Seems that every 5th floor down I reach an elevator that can take me back to the entrance and then I'm pretty much done for the day. All these slimes are chipping away at my health and hitting rocks is exhausting! So the next morning I'll water the crops, run across town to the blacksmith to get my geodes cracked, donate any new treasure to the museum, then race back to the mine to pick up where I left off.
SATURDAY, 6TH OF SPRING.
The next day I found Clint the blacksmith waiting outside my front door with furnace blueprints! Now I can smelt the copper ore I've been finding in the mine for use in crafting, construction, and upgrades... just as soon as I collect the 20 copper ore and 25 stone to make the thing.

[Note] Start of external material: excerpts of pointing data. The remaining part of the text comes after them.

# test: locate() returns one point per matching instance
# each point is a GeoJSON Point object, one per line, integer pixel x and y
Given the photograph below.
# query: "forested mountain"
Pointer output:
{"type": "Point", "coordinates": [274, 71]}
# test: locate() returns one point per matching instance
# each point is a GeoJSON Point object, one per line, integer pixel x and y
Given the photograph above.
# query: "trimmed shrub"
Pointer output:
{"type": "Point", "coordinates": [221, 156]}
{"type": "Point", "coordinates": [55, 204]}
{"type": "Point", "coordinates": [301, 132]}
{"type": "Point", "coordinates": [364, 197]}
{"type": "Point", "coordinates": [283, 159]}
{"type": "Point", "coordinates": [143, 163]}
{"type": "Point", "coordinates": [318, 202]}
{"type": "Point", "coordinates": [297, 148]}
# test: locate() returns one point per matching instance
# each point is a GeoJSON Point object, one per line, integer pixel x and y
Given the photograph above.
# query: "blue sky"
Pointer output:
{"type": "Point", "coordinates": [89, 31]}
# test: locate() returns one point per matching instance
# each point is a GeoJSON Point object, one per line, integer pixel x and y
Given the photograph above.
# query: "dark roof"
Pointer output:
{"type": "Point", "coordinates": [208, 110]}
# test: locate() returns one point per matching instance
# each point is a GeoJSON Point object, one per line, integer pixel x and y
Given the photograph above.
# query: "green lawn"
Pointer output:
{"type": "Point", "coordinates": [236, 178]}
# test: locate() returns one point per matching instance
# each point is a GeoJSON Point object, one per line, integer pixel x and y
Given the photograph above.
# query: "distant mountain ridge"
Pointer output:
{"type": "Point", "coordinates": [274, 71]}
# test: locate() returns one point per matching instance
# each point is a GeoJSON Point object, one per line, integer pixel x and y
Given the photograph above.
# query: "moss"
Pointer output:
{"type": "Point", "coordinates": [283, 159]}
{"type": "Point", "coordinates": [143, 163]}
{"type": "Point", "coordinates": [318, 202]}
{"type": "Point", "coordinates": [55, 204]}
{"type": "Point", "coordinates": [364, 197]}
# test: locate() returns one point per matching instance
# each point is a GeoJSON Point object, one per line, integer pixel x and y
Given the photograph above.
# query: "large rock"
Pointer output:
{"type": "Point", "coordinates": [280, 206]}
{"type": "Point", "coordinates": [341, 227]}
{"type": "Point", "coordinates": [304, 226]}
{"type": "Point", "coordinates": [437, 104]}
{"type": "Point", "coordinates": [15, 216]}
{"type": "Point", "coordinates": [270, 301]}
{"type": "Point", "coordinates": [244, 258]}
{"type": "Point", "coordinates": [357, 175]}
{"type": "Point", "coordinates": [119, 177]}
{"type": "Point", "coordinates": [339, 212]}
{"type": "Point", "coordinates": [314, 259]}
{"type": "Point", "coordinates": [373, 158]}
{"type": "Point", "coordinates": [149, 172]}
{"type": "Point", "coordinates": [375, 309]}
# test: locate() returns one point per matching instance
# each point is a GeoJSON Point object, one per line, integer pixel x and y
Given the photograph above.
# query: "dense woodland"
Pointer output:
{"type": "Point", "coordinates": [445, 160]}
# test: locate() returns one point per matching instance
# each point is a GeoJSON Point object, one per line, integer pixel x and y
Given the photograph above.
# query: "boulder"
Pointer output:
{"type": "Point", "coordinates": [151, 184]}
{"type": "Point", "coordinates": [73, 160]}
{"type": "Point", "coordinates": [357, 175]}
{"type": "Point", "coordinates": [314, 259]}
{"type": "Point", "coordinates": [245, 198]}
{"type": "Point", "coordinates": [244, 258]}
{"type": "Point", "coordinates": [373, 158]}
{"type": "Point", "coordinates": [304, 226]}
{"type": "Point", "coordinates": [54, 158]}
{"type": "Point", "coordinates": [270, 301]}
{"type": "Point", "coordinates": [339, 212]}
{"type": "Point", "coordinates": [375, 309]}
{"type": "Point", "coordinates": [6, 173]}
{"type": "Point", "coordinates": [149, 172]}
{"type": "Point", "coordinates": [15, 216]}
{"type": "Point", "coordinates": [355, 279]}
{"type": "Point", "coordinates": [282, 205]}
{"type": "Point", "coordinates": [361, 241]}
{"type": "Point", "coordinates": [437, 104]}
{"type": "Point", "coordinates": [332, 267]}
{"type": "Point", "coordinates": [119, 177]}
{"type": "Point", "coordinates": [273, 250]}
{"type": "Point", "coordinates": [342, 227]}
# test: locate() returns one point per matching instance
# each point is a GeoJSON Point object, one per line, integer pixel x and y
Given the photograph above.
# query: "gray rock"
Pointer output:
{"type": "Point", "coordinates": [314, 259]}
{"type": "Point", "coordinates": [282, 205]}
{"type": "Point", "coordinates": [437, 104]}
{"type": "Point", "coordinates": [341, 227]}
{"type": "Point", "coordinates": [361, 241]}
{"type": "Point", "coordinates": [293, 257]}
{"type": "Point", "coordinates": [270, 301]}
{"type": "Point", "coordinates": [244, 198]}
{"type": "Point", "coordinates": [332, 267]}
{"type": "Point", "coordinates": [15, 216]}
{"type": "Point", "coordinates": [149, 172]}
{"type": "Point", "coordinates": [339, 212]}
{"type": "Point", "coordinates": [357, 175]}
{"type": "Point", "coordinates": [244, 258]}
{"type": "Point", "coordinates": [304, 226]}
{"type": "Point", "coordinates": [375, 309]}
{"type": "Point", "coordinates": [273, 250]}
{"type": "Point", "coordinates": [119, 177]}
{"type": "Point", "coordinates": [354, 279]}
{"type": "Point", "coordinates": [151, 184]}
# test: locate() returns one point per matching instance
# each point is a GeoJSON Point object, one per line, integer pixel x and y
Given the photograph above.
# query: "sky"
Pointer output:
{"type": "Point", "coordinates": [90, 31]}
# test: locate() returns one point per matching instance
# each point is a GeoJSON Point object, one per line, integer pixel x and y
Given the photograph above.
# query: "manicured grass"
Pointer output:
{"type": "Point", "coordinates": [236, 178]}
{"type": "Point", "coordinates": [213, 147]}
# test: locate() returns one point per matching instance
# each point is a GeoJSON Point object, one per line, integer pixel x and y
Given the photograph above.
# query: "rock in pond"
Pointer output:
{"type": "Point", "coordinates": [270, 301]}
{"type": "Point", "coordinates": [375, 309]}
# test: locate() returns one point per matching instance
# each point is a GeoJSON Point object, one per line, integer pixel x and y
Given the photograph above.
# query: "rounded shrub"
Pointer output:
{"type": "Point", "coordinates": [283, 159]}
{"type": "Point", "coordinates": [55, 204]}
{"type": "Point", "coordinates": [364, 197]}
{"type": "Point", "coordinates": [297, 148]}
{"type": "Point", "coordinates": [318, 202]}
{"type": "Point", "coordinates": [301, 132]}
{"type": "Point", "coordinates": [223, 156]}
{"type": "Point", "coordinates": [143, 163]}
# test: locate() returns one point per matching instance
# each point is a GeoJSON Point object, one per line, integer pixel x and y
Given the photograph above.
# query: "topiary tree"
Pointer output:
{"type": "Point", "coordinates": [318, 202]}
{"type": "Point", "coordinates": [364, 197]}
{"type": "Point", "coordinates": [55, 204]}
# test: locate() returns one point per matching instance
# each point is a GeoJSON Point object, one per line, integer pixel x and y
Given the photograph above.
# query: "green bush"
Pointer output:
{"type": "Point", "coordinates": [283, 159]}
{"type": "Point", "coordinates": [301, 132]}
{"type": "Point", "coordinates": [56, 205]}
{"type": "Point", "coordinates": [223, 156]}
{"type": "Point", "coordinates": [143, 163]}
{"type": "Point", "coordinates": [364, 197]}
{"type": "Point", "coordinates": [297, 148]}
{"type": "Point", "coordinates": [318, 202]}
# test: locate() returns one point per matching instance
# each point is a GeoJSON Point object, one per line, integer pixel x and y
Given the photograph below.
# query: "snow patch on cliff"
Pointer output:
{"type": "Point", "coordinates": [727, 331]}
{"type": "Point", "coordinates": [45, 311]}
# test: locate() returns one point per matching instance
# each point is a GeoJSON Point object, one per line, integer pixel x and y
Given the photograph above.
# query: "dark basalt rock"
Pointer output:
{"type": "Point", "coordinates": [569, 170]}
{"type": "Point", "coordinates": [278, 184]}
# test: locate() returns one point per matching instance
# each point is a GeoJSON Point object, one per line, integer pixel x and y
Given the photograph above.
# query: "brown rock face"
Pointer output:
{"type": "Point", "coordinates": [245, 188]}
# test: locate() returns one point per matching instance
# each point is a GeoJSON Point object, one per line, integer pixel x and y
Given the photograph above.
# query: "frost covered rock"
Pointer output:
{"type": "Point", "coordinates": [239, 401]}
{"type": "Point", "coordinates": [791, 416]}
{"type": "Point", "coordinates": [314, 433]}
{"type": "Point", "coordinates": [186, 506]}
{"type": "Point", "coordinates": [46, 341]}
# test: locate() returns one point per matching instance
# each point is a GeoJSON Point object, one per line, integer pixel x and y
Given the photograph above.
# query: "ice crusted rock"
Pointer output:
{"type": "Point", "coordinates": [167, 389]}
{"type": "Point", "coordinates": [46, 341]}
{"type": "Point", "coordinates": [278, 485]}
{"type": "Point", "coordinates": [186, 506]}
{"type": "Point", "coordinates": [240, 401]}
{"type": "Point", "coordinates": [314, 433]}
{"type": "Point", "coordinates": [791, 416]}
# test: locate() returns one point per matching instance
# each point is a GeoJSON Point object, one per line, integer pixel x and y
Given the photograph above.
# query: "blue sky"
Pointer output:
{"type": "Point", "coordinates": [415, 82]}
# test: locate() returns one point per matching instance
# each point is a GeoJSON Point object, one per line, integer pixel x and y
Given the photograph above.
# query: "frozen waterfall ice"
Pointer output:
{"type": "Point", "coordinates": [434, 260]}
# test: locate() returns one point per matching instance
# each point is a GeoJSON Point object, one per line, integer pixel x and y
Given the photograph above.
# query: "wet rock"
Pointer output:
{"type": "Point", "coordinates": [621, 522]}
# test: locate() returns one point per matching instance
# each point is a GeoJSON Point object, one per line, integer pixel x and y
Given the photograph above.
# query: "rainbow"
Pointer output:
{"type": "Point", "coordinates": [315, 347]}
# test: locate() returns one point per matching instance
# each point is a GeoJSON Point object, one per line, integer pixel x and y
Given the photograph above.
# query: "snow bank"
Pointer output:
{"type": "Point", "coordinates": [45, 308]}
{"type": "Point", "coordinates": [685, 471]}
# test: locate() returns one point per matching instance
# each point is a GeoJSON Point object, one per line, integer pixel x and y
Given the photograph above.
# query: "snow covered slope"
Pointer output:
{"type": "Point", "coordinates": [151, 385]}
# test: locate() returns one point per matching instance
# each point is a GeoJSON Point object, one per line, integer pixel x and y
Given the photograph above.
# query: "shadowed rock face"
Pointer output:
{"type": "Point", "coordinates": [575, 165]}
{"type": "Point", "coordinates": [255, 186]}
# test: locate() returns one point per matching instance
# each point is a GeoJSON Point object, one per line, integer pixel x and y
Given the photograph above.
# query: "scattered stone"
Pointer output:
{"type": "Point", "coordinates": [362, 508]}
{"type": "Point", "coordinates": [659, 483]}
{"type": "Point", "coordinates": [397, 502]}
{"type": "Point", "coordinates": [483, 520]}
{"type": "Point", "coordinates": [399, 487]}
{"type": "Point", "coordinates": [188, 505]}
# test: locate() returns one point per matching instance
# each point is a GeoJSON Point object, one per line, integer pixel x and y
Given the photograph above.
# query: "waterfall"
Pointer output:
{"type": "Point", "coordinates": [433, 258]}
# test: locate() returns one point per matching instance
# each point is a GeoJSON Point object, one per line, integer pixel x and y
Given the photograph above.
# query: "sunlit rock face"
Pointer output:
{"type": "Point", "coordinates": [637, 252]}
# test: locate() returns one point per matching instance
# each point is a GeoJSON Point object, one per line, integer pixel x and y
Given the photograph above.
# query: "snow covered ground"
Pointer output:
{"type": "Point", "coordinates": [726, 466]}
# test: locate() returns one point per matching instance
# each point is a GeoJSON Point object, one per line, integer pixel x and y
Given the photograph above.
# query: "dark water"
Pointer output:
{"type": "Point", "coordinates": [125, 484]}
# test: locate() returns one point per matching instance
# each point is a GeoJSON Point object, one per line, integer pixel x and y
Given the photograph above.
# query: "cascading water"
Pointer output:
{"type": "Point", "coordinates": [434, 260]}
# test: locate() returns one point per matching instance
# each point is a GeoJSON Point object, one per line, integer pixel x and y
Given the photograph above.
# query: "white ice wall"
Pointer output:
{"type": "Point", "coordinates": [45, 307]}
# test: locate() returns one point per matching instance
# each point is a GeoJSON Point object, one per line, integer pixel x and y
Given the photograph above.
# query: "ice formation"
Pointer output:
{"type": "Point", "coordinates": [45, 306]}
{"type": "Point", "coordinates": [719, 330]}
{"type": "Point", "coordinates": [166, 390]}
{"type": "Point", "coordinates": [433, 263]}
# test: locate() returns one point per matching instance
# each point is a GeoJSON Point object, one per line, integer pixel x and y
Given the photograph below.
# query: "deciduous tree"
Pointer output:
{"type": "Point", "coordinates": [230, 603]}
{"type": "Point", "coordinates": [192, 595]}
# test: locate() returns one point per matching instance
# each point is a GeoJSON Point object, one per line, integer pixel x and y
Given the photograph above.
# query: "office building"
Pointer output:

Also it's harvest time for my parsnips at last! I can stick them in the sell box and then tomorrow I'll get the money I need to buy more parsnip seeds. And the eternal cycle of parsnips continues, at least for three more weeks. They only grow in spring you see. Plus they apparently grow better when crows aren't eating them so I have to add 'scarecrow' to my list of things to craft.
I've also got a new objective in my journal: build a coop to raise chickens. I'll be sure to get right on that just as soon as I'm rich.
This is weird. On my way to the blacksmith to crack open my geodes I ran into the mayor who dragged me into a cutscene. He unlocked the old community centre and showed me what a wreck it is, completely oblivious to the weird creatures popping in and out of existence, freaking my hero out.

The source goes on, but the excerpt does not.